Figure 2 with 3 supplements
Calmodulin (CaM) interaction with NHE1622-657 (H1) and NHE1651-692 (H2).

(a) 1H,15N HSQC spectra of 50 μM 15N-CaM alone (black) and in the presence of 125 μM unlabeled NHE1622-657 (H1, green). (b) Zoom on the three highlighted regions from the spectrum in (a); 1H,15N HSQC spectra of 50 μM 15N-CaM in the presence of 0 μM (black), 50 μM (dashed red), and 125 μM (green) unlabeled NHE1622-657. The horizontal and vertical scale bars correspond to 0.1 ppm δ1H and 0.5 ppm δ15N, respectively. (c) Cartoon representation of CaM interaction with increasing amounts of NHE1622-657. (d) Chemical shift perturbations (CSP; ΔδNH) of CaM upon interaction with NHE1622-657 at saturation (125 μM NHE1622-657, 50 μM 15N-CaM, denoted 2:1 NHE1:CaM). (e) 1H,15N HSQC spectra of 50 μM 15N-CaM alone (black) and in the presence (purple) of unlabeled NHE1651-692. (f) Zoom on the three highlighted regions from the spectrum in (e); 1H,15N HSQC spectra of 15N-CaM titrated from 0 to 125 μM (black to purple) with unlabeled NHE1651-692 (H2). The horizontal and vertical scale bars correspond to 0.1 ppm δ1H and 0.5 ppm δ15N, respectively. (g) Cartoon representation of CaM interaction with increasing amounts of NHE1651-692. (h) CSP (ΔδNH) of CaM upon interaction with NHE1651-692 at saturation (125 μM NHE1651-692, 50 μM 15N-CaM). HSQC - Heteronuclear Single Quantum Coherence; DMSO - Dimethylsulfoxide; RMSD - Root-mean-square deviation; NOE - Nuclear overhauser effect; BSA - Bovine serum albumine; SDS - Sodium dodecylsulfate; IPTG - Isopropyl-β-D-thiogalactoside; DSS -2,2-Dimethyl-2-silapentane-5-sulfonate sodium salt.

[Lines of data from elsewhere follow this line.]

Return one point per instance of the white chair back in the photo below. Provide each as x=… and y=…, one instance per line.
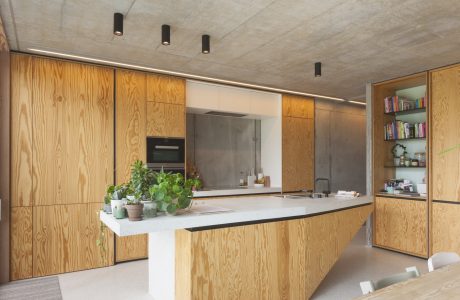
x=442, y=259
x=369, y=286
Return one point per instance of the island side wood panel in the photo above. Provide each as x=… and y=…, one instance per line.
x=445, y=227
x=21, y=130
x=165, y=89
x=401, y=225
x=65, y=239
x=73, y=132
x=445, y=122
x=298, y=154
x=275, y=260
x=21, y=243
x=130, y=146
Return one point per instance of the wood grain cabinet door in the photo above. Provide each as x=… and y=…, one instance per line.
x=445, y=133
x=401, y=224
x=298, y=154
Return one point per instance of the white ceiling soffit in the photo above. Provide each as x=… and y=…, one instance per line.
x=262, y=42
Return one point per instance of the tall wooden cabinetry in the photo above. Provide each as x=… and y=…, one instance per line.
x=400, y=221
x=146, y=105
x=445, y=159
x=298, y=143
x=62, y=161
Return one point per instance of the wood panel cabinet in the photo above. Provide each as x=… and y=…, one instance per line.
x=298, y=137
x=130, y=146
x=165, y=89
x=65, y=239
x=445, y=230
x=62, y=148
x=21, y=243
x=445, y=122
x=401, y=225
x=166, y=120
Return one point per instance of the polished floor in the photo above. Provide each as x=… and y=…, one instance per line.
x=357, y=263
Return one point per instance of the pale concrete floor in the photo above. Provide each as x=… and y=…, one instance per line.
x=130, y=280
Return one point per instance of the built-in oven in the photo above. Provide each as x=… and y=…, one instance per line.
x=166, y=153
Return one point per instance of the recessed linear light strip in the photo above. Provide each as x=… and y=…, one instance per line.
x=131, y=66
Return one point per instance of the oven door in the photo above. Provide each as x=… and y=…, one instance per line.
x=165, y=152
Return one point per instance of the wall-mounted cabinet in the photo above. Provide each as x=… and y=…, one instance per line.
x=298, y=144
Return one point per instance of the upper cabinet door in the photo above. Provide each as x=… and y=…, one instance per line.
x=299, y=107
x=445, y=120
x=165, y=89
x=72, y=132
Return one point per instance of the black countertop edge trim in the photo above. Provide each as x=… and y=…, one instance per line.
x=271, y=220
x=400, y=252
x=402, y=197
x=446, y=201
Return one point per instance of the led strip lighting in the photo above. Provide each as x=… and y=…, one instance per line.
x=180, y=74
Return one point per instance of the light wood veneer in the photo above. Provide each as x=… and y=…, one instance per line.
x=275, y=260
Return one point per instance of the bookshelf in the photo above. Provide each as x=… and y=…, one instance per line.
x=394, y=212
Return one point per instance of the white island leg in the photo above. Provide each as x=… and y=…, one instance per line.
x=162, y=265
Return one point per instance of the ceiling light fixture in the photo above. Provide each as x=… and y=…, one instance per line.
x=205, y=44
x=318, y=69
x=118, y=24
x=179, y=74
x=165, y=34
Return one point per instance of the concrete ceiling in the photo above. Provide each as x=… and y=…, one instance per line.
x=265, y=42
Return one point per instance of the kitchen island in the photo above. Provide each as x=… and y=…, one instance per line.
x=252, y=248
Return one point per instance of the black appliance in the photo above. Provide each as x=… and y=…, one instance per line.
x=167, y=154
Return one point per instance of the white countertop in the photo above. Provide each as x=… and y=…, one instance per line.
x=229, y=191
x=244, y=209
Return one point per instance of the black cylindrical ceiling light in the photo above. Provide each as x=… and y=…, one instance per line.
x=165, y=34
x=318, y=69
x=205, y=44
x=118, y=24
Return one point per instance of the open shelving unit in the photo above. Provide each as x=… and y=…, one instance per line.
x=400, y=221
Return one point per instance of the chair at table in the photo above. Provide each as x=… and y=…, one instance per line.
x=442, y=259
x=369, y=286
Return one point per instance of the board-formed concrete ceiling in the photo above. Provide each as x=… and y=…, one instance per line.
x=266, y=42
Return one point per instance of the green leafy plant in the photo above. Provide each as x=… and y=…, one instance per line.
x=171, y=192
x=394, y=150
x=141, y=179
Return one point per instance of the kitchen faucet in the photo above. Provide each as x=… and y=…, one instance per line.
x=328, y=191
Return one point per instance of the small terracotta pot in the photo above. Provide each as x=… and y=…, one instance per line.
x=134, y=211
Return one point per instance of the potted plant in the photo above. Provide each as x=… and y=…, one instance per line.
x=171, y=192
x=398, y=159
x=119, y=200
x=134, y=207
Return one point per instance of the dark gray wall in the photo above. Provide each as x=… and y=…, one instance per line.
x=222, y=147
x=340, y=145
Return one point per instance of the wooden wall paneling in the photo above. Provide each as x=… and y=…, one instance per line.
x=73, y=132
x=165, y=89
x=297, y=154
x=445, y=154
x=5, y=160
x=21, y=130
x=401, y=225
x=21, y=243
x=275, y=260
x=130, y=146
x=445, y=227
x=166, y=120
x=65, y=239
x=298, y=106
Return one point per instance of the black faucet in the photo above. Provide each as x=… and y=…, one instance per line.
x=328, y=191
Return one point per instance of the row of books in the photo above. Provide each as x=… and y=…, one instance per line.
x=396, y=103
x=402, y=130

Figure 2—figure supplement 1
TITAN 2D nuclear magnetic resonance lineshape analysis for extraction of binding kinetics.

(a) Side-by-side comparison of measured (left) and simulated (right) 1H,15N HSQC spectra of 50 μM calmodulin (CaM) (13C,15N) titrated with up to 125 μM unlabeled NHE1622-657. The simulated spectrum was obtained by fitting the data to a four-state model as depicted in the cartoon below with the parameters for koff obtained from the fit and the Kds taken from the isothermal titration calorimetry analysis. (b) Side-by-side comparison of measured (left) and simulated (right) 1H,15N HSQC spectra of 50 μM CaM (13C,15N) titrated with up to 125 μM unlabeled NHE1651-692. The simulated spectrum was obtained by fitting the data to a two-state model as depicted in the cartoon below with the parameters koff and Kd obtained from the fit. The black lines in the simulated spectra connect the fitted signal positions of the four or two states in (a) and (b), respectively.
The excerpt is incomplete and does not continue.